Software engineers are particularly at risk because of tools developed by Amodei himself. Stanford’s AI Index Report said that in 2023, the top-performing AI system could solve 4.4% of software engineering problems measured; by 2024, OpenAI’s o3 model reached more than 70%.
It’s a dismal situation for computer science graduates, who were once promised six-figure salaries and cushy lifestyles right out of school. Now, even a college degree isn’t a guaranteed leg up in the job hunt: The study found that professions with a high percentage of college grads had declining employment, while those with a low percentage saw rising employment.
“It used to be the land of milk and honey, where students had considerable choice,” Paul Glanting of San Francisco State University’s business school told The Standard in May. “But that abundance just isn’t there anymore.”
Opportunities at cushy tech firms have dwindled. Pre-pandemic, new grads made up 15% of hires in Big Tech; now it’s 7%, according to a report from VC firm SignalFire.
Startups aren’t picking up the slack. Seed-stage companies had 21% fewer employees in the first half of 2025 than they did in the first half of 2020, according to a report from Carta. These founders are “leveraging AI to accomplish much more with small staffs than was previously possible,” the report said.
It’s not all doom and gloom, however. New grads who studied machine learning can make seven figures at companies like data analytics firm Databricks, according to a Wall Street Journal report. And the Stanford study found that for experienced software engineers or customer service experts, employment opportunities remained stable or even grew. Some non-tech industries seem AI-proof (for now), like health aides and front-line production and operations supervisors.

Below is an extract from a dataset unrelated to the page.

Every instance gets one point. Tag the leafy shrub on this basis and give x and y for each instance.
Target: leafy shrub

With these shifts, Emily Schaffer, an executive at YUPRO Placement, which trains historically overlooked talent for the job market, has been forced to change her approach.
Instead of training people for office jobs, she is looking to industries that will be less affected by AI, such as property management.
But she cautioned that companies need to think carefully before slashing entry-level jobs. “You cannot get a mid-career workforce unless you also have an early-career workforce,” she said.